Pomimo tego, że Nausicaä z Doliny Wiatru nie jest filmem zrobionym stricte przez Studio Ghibli, bo pojawiła się na rok przed jego założeniem, można go uznać za przynależącego. Był to pierwszy z filmów, oczywiście, za który zabraliśmy się razem z moim mężczyzną (oglądamy bowiem je wszystkie razem). Od samego początku zachwycił nas świat, w którym toczyła się akcja filmu, postapokaliptyczny, groźny, nieznany (jak to zwykle bywa w tego typu kreacji świata). Nasza tytułowa bohaterka zostaje nam przedstawiona jako dobra i bardzo odpowiedzialna za swoich ludzi dziewczyna. Wszyscy, oczywiście, ją uwielbiają i w ogóle wiele doń miłości i uwielbienia. Istnieje też, oczywiście, wielkie zło i wróg rasy ludzkiej - Puszcza pełna uroczych, grubych, ogromniastych robali. Wywiązują się wojny, skrywane tajemnice i wielki bohater, który ratuje dzień niczym Atomówki Townsville przed dobranocką. Mimo wszystko jednak muszę przyznać, że nie zachwyciło mnie to dzieło tak bardzo jak niektórych ludzi (co zaobserwowałam na FilmWebie). Miałam wrażenie, że fabule nieco brakuje. Standardowo - jak wyżej wspomniałam - jest ZŁO, przed którym trzeba ratować świat, a ludzie są tą krwiożerczą puszczą przerażeni. Nausicaä jest ideałem dobra, niemalże Matką Boską bez Jezuska, *SPOILER* próbuje ową puszczę chronić, dotrzeć do prawdy, ocalić świat... */SPOILER* Ja, przyznam szczerze, bardzo się starałam nie zasnąć na koniec filmu, więc po prostu przysypiałam, chyba niczego bardzo ważnego nie przegapiłam, wnioskując z tego, co mi później powiedziano. Przebudzałam się co chwilę, tak sobie pływałam między snem a jawą. Powiem szczerze, że zachwycona nie byłam, miałam poczucie zmarnowania niesamowitej koncepcji świata podanej mi na samym początku, bardzo zresztą obiecującej. Chociaż, jeżeli mam być całkiem szczera, sama nie wiem, czego więcej mogłabym od tego oczekiwać. Dobrze jest znać takie dzieło, jednak nie mogę powiedzieć, by historia ta zmieniła moje życie w jakikolwiek sposób. Ale nie mogę też powiedzieć, że zapominam o niej całkowicie. Jako że powstała na podstawie mangi autorstwa Hayao Miyazakiego, mam nadzieję ów komiks upolować i dać mu szansę. Może nawet kiedyś coś o nim napiszę...?
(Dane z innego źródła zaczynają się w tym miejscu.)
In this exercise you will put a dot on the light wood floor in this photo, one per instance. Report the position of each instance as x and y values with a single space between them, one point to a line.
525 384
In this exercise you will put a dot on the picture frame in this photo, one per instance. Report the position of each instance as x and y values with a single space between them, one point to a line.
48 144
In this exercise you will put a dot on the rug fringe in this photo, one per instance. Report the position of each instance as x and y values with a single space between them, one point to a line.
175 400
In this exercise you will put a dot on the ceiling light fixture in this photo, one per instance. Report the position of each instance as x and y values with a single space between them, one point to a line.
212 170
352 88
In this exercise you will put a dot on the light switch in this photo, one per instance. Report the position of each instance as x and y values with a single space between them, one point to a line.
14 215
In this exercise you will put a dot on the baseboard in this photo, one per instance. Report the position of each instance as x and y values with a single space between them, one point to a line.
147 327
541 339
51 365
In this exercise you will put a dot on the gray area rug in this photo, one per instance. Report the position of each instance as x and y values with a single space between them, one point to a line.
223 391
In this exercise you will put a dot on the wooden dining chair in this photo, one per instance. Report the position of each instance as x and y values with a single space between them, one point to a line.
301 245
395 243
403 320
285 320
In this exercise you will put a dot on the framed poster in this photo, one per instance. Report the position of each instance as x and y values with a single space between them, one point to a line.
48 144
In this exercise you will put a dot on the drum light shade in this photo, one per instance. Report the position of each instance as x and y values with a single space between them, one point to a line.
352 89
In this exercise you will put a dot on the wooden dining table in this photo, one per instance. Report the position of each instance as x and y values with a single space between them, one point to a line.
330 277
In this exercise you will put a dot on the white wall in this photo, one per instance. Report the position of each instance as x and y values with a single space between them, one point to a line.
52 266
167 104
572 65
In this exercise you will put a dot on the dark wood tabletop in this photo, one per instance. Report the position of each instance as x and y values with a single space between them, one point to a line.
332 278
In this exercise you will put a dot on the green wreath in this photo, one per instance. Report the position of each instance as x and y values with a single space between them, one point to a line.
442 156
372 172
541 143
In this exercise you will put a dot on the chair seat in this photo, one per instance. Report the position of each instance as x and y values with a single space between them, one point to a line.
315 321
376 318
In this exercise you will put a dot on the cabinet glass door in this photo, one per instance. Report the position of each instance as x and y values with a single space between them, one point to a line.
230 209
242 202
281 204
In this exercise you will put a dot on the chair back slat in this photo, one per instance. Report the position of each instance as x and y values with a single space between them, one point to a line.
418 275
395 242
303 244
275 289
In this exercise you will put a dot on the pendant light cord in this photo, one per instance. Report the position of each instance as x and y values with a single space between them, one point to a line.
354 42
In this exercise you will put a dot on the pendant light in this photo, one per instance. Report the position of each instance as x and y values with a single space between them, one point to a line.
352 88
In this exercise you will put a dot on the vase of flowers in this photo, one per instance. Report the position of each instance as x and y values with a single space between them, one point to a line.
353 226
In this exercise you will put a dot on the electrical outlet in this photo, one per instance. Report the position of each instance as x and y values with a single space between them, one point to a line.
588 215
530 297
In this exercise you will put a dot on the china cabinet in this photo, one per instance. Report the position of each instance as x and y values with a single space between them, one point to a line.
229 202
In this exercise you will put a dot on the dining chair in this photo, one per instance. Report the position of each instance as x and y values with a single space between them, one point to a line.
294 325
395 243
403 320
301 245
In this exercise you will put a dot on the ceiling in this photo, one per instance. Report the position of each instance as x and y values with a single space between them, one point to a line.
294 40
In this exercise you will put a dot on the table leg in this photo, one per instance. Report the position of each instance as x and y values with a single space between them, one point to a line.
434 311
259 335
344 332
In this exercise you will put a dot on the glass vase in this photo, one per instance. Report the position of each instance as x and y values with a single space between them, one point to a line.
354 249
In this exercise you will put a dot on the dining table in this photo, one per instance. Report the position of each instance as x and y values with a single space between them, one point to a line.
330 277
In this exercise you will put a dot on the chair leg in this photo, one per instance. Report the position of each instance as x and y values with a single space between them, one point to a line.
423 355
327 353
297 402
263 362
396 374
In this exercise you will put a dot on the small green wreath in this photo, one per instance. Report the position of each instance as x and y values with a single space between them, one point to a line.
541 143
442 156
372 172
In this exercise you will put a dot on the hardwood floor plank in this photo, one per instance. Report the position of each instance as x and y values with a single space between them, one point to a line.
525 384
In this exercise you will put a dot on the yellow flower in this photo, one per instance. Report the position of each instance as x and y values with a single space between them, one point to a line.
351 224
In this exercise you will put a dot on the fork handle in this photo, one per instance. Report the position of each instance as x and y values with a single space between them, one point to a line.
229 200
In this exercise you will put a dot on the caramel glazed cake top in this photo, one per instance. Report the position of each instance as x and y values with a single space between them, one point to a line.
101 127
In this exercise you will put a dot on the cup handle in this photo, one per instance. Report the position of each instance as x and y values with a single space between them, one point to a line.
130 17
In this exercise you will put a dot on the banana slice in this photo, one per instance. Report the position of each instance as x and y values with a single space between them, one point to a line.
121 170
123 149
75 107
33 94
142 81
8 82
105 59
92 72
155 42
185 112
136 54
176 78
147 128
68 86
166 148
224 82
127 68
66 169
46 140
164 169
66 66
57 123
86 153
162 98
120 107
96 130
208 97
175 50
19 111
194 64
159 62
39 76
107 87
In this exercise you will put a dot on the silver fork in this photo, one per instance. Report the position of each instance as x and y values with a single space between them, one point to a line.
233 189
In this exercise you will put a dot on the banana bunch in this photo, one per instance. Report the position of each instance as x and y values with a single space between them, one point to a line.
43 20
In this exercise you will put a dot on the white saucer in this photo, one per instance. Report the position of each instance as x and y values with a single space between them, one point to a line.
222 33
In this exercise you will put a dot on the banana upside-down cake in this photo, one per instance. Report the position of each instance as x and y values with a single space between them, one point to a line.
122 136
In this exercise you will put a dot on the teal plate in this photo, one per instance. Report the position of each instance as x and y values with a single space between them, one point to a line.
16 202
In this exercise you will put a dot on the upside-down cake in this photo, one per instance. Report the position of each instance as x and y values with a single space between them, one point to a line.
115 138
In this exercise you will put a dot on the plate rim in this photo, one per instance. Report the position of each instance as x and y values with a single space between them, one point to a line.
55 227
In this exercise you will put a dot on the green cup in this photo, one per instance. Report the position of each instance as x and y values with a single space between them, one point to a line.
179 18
Kilka dni później zdecydowaliśmy, że już czas na kolejnego - jak to zwaliśmy - Ghiblucha, a mianowicie na film Laputa - podniebny zamek. Opowiastka ta była mi bardzo miła, radowała serducho. Jednak niedosyt pozostał... Poza tym, jeśli ogląda się po kolei (a jest to dobry plan!) to po oglądnięciu takich hitów owego studia jak Książniczka Mononoke, Ruchomy zamek Hauru, czy Spirited Away: W krainie Bogów, odnosi się wrażenie, że przy produkcji Laputy Ghibli jeszcze nieco raczkuje. Przerwano nam oglądanie aż trzy razy, w tym raz na pięć, czy dziesięć minut przed zakończeniem, ale przebrnęliśmy przez te trudności. Co muszę podkreślić - uwielbiam sposób, w jaki rysowane są starsze kobietki w większości filmów Ghibli. O ile uważam, że większość postaci przez to studio rysowanych wygląda mało atrakcyjnie dla oka, o tyle te starsze panie są zawsze cudowne. Jest w nich wiele charakteru, rysy twarzy przekazują nam bogatą mimiką wszystkie uczucia postaci. Tutaj także mamy do czynienia ze ZŁEM, jednakowoż jest ono trochę inne niż w poprzednim filmie. W poprzednim filmie wynikało to z tego, że ludzi puszcza skrzywdziła, było to zagrożenie dla ich życia, więc głusi na wszelkie informacje sprzeczne z ich światopoglądem, nadal zabijaliby te biedne wielkie robale. Tutaj zło leży u podstaw głębokiej chciwości, chęci wzbogacenia się. A przede wszystkim panuje tu ogromna żądza władzy. *SPOILER* Różne rodziny o tych samych korzeniach w filmie o Lapucie - a inne ich priorytety - prowadzą do konkretnego obrotu zdarzeń, który mnie, osobiście, dość przypadł do gustu, chociaż nieco wprawił w lekki smuteczek. */SPOILER* Co muszę przyznać - od samego początku widać, że to, co czytałam na temat rysowników tegoż Studia jest prawdą. Udało mi się przeczytać kiedyś, że od samego początku kładziono wielki nacisk na tło wydarzeń, obrazy są naprawdę niesamowite, nieraz nadają niesamowitej atmosfery danej sytuacji, radują oczy. Nie ma jednakże rysowników, którzy tak rysowaliby postacie, żeby można było powiedzieć i o nich, że zapierają dech w piersiach.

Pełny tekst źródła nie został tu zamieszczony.